Thanking you in advance.


RE: Read csv file with inconsistent delimiter - DeaD_EyE - Mar-27-2023

Just skip the rows, which start with a -.

import csv
from datetime import datetime as DateTime


def read_broken_csv(file):
    with open(file, newline="") as fd:
        reader = csv.reader(fd)
        header = next(reader)
        for row in reader:
            # skipping everything where row[0] starts with a `-`
            if row[0].lstrip().startswith("-"):
                continue
            # conversion to date may fail, if the data is in the wrong format
            try:
                row[0] = DateTime.strptime(row[0], "%m/%d/%Y").date()
                row[-1] = tuple(map(str.strip, row[-1].split(",")))
            except ValueError:
                # skipping row, if the format of date was not ok
                continue

            yield row


for row in read_broken_csv("Downloads/testing.csv"):
    print(row)



RE: Read csv file with inconsistent delimiter - deanhystad - Mar-27-2023

To fix you need to identify when a linefeed is not the end of a row, but a continuation of the description. You could look " - " at the start of the "Release_Date" to find the continuations. If the Overivew is "NaN" append the description to the previous description. If the Overview is a number, use the Overview, Popularity, Vote_Count, Vote_Average, and Original_Language as the Popularity, Vote_Count, Vote_Average, Original_Language and Genre for the row. Even then you still have that odd link after genre. Quite complicated.

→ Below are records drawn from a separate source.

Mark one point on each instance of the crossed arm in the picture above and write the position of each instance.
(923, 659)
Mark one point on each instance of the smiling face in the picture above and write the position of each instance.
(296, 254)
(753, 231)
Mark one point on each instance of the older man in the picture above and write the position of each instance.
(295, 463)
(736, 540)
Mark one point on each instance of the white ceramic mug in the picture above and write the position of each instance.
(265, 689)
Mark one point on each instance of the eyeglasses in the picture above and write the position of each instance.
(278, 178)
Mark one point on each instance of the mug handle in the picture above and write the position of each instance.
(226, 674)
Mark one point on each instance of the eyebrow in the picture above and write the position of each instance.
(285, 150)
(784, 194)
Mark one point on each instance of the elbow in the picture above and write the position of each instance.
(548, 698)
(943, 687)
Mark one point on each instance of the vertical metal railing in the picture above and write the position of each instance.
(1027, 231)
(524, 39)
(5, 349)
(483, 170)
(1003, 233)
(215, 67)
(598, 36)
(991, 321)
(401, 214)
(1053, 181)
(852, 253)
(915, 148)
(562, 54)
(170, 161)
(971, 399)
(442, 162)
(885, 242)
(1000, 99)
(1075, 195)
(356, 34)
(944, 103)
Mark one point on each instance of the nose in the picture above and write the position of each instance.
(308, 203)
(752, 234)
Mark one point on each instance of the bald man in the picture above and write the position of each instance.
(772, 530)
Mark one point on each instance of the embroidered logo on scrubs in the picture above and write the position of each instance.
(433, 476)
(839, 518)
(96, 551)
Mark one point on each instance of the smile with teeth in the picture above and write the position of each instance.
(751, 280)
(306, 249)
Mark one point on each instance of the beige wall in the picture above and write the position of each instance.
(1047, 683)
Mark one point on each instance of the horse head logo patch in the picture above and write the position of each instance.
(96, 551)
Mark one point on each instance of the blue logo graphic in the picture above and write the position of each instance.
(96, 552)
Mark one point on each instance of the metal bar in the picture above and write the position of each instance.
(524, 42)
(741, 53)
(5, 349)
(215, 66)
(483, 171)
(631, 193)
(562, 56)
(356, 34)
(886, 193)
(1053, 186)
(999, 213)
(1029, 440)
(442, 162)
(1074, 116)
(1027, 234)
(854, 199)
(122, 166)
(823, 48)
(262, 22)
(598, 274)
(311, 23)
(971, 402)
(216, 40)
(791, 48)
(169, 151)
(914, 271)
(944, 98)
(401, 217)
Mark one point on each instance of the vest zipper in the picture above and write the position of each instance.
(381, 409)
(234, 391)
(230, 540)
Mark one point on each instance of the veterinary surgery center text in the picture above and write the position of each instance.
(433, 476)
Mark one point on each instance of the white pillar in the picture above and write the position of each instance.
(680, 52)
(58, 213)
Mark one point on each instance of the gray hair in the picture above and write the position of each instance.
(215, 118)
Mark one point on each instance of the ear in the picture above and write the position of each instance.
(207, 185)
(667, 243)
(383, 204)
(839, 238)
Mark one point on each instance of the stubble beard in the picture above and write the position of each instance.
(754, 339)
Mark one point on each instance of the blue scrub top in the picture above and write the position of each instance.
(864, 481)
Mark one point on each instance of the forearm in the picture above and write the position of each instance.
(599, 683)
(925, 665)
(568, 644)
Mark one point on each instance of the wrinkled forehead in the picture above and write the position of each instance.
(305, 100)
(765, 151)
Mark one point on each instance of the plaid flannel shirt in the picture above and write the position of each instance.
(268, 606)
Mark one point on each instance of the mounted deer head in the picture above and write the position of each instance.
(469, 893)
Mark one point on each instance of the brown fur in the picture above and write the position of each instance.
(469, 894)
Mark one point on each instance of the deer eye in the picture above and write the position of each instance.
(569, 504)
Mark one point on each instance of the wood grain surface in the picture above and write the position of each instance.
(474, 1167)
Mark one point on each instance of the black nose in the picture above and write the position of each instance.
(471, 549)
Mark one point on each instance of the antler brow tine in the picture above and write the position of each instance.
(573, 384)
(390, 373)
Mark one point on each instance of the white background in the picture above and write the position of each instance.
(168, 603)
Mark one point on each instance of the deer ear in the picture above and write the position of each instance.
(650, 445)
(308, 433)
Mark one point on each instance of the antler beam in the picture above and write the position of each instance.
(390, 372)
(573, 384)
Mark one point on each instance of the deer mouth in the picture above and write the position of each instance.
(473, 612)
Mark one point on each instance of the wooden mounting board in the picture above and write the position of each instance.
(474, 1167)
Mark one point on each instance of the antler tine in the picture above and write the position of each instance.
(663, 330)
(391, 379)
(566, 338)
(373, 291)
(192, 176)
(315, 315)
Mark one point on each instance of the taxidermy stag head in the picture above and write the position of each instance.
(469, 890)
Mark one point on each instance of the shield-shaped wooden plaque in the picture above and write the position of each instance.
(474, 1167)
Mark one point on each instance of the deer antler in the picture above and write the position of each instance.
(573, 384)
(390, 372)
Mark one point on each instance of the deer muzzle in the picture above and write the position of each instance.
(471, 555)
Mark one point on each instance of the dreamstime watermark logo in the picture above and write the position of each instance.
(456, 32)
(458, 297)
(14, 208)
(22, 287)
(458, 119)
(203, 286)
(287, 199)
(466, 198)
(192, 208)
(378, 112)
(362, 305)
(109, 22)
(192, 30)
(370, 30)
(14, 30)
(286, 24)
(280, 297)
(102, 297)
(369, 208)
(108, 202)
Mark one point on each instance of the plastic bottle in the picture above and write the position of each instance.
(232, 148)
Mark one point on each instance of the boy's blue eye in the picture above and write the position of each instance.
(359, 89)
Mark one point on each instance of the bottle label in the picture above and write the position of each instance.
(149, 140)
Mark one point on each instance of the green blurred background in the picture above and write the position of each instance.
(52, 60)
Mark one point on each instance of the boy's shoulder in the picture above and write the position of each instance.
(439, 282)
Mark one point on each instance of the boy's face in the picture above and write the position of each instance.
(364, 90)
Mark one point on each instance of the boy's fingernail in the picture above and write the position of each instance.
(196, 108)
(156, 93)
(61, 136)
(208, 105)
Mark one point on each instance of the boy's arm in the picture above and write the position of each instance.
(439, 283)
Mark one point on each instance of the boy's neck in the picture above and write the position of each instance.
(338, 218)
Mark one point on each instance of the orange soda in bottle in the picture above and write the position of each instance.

Or you could just fix whatever is generating these files and have it place quotes around the Title and Overview. I edited your csv file and wrapped all the titles and Overviews in quotes. I left the linefeeds in the pixie bakeoff description and deleted the link after the pixie bakeoff genre (Animaged) as well as all the commas that were added to the csv file because you did not have quotes on the Overview. The modified csv file reads fine.